This post was contributed by Wellfleet Bay sea turtle research associate Karen Dourdeville.
Recently, I was fortunate to be able to attend the International Sea Turtle Society Symposium, in Charleston, SC, one of the largest sea turtle meetings in the world.
The annual symposium is truly an international event, and it’s exciting and invigorating to meet “sea turtle people” from many different countries and to hear about some of the good science occurring with sea turtles all over the world. The symposium also drives home the urgent conservation needs that many sea turtle populations are facing. Attendees are very interested in research here in the northwest Atlantic sea turtle feeding grounds—which include the waters of the Cape and Islands.
One big plus from the symposium is looking for new ways that WBWS sea turtle work can be put to research/conservation use, such as possibly contributing samples from our dead cold-stuns toward a study of a blood test for sexing sea turtles. At the moment, determining the sex of an immature sea turtle generally can’t be done unless the turtle is necropsied.
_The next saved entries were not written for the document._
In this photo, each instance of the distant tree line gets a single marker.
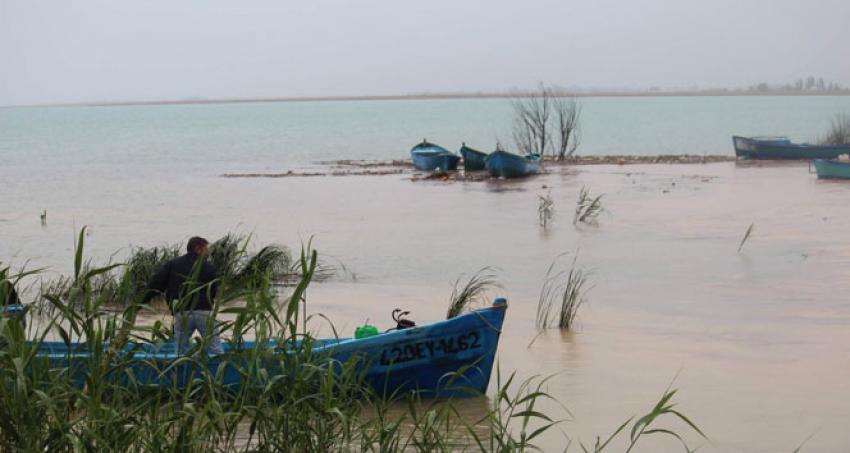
(810, 83)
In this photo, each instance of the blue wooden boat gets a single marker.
(430, 157)
(503, 164)
(782, 148)
(832, 169)
(446, 358)
(473, 160)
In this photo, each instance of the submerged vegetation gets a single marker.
(839, 131)
(545, 209)
(588, 207)
(474, 290)
(563, 292)
(746, 236)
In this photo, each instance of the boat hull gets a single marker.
(832, 169)
(430, 157)
(502, 164)
(780, 148)
(473, 160)
(447, 358)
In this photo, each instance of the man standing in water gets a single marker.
(189, 284)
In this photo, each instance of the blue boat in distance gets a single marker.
(430, 157)
(473, 160)
(502, 164)
(782, 148)
(446, 358)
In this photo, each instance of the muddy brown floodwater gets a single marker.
(758, 341)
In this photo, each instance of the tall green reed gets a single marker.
(564, 292)
(472, 292)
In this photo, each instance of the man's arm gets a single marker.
(211, 276)
(158, 283)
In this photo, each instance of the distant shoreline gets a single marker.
(437, 96)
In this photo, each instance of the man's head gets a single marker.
(198, 245)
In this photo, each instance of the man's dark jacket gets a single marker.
(179, 277)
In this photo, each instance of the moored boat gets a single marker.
(473, 160)
(430, 157)
(451, 357)
(503, 164)
(832, 169)
(782, 148)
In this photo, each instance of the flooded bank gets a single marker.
(757, 340)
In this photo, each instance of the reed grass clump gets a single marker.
(588, 207)
(288, 395)
(746, 236)
(562, 294)
(545, 209)
(472, 292)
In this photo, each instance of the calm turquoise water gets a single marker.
(164, 139)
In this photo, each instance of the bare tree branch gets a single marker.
(567, 112)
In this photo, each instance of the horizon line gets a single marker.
(440, 96)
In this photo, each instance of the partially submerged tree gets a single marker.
(532, 115)
(567, 113)
(546, 122)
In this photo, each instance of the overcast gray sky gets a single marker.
(87, 50)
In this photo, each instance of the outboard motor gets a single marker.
(401, 321)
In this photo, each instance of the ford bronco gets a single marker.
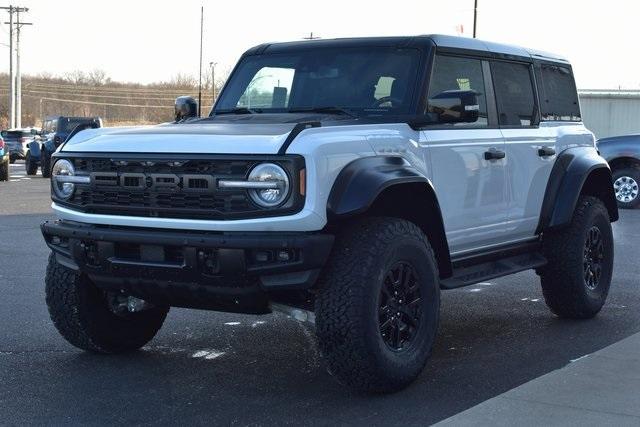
(345, 182)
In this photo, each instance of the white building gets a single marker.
(611, 112)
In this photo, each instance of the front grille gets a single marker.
(174, 187)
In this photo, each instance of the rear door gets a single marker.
(470, 186)
(531, 149)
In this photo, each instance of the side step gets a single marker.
(465, 276)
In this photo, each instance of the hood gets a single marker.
(204, 138)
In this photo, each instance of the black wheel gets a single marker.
(378, 304)
(626, 184)
(4, 169)
(90, 318)
(30, 165)
(45, 164)
(576, 280)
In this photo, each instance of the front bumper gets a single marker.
(235, 272)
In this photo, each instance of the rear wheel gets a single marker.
(94, 320)
(30, 165)
(576, 280)
(626, 184)
(377, 310)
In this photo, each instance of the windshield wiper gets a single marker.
(326, 110)
(238, 110)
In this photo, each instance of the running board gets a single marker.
(490, 270)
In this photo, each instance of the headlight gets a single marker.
(61, 169)
(277, 177)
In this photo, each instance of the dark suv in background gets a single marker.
(55, 130)
(17, 142)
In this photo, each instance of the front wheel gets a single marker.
(377, 310)
(626, 184)
(88, 318)
(577, 277)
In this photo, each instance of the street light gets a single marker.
(213, 81)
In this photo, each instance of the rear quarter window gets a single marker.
(558, 94)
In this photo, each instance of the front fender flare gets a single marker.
(361, 181)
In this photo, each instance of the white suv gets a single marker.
(345, 182)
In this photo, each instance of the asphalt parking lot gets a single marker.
(211, 368)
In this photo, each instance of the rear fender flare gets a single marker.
(574, 168)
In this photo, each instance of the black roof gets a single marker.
(423, 42)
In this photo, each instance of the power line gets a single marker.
(159, 91)
(68, 92)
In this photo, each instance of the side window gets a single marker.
(559, 97)
(514, 93)
(451, 73)
(383, 87)
(270, 87)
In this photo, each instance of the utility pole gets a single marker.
(200, 81)
(475, 17)
(213, 81)
(15, 82)
(18, 75)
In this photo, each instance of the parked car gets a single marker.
(55, 131)
(18, 141)
(344, 182)
(623, 155)
(4, 161)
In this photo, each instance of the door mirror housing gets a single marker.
(186, 108)
(454, 106)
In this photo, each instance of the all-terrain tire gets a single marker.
(81, 314)
(348, 306)
(4, 170)
(30, 165)
(577, 277)
(630, 177)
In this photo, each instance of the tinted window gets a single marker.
(453, 74)
(514, 93)
(366, 81)
(269, 88)
(67, 125)
(559, 97)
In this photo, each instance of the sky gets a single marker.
(145, 41)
I attended two workshops. One focused on learning more about male sea turtles, which are difficult to study because they don’t come ashore to nest. Research on males would help give a better picture of overall sex ratios and male reproductive behavior, both of which are crucial to achieving a sustainable sea turtle population.
The other workshop discussed proposed changes to the US Endangered Species Act, which has protected many species, including sea turtles, since the act was passed in 1973. These changes could take effect as early as this summer. One of the biggest changes under consideration would weaken the definition of a “take”, that is, the number of turtles injured or killed, for instance, as by-catch in commercial fishing or human activity on nesting beaches.
Despite some of the sobering news on the conservation front, it was gratifying to talk to staff from different sea turtle rehab facilities who care for some of the Cape Cod cold-stuns. Five of our cold-stunned loggerheads are in rehab at the South Carolina Aquarium, and hopefully they will all be released in the coming months.